For the experienced traveler, picking out a seat assignment is crucial, especially now with fears of contracting a deadly virus from the passenger next to you.
If traveling to Iceland, you’ll want the window seat to capture all the breathtaking views of the heavens above and earth below, but for a short trip to Chicago, you’ll want an aisle seat to exit quickly.
Meanwhile, in the dreaded middle seat, it’s difficult to see out the window, you have to nudge the sleeping business man sitting next to you to use the bathroom, and it feels like you’re completely enveloped in germs from both sides. But that may all soon change.
With news of the coronavirus and stay-at-home orders everywhere, many travelers were forced to rearrange their flight plans.
After weeks of being at home while government officials all over the world work on a plan to deal with the spread of COVID-19, airlines and travelers alike are beginning to look at the logistics of boarding a plane once again.
With every major catastrophe involving air travel, there’s always a change in safety and security procedures for staff and patrons.
Brian Foley, writing for Forbes, reminds us of the post-9/11 chaos in airports where tweezers were confiscated, people were randomly pulled out of line where every square inch was checked for dangerous materials in front of gawking passengers, and bomb dogs were commonly run up and down the aisles of your plane.
So it will come as no surprise that there’ll be drastic changes in airports and on airplanes in a post-coronavirus world.
One of the prevailing ideas going forward is to eliminate passengers sitting in the middle seat altogether.
According to Forbes, EasyJet, Wizz Air, and Delta Air Lines have already begun discussions on eliminating the middle seat to encourage social distancing.
So I guess we are pretending that one foot of space between passengers all stuck in the same box of recycled air is going to make a difference.
American Airlines, which is notorious for ranking low on all fronts, is planning on blocking half of their middle seats; which is easy to do on a 200 passenger airplane only carrying five people.

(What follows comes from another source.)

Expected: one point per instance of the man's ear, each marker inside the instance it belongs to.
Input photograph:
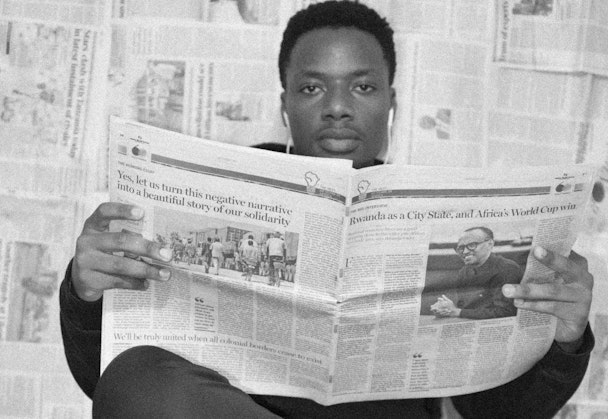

If this trend were to continue, limited seats means an increase in airfare to make up for the loss of profit – we all know the airline isn’t going to take the brunt.
Former Spirit Airlines CEO Ben Baldanza was asked during an interview on CNBC how airlines could even consider still seating three in a row after the coronavirus outbreak, and he responded it is a “price point”.
“Now if you want to say no one can sit in the middle seat anymore, that’s going to take a third of the seats out of the airplane but the cost of the flight isn’t going to go down by a third. So everybody has to pay 33 percent more,” says Baldanza.
Travelers are going to be uncomfortable flying after COVID-19, so paying the increased cost of keeping a little more distance from their fellow passenger may be just what the industry needs to pick flights back up again.
According to Baldanza, it is not so much the person next to you that puts you at risk for contracting a virus, but how the plane circulates air and how well the plane is disinfected after each flight.
Along with the change in seating arrangements, we’re also likely to see a shift in “biological safety,” Baldanza says, where attention to clean surfaces and staff training for the coronavirus are the new normal.
When the travel bans are lifted and people begin to crave the waves and sun more than they fear the virus, it’s likely we’ll see the middle seats vacant – for a time.
History has shown us that money talks louder than lessons learned, and we’ll likely see the middle seat make a roaring comeback sooner than later.
Until then, enjoy not worrying about getting stuck in the dreaded middle seat on your next flight.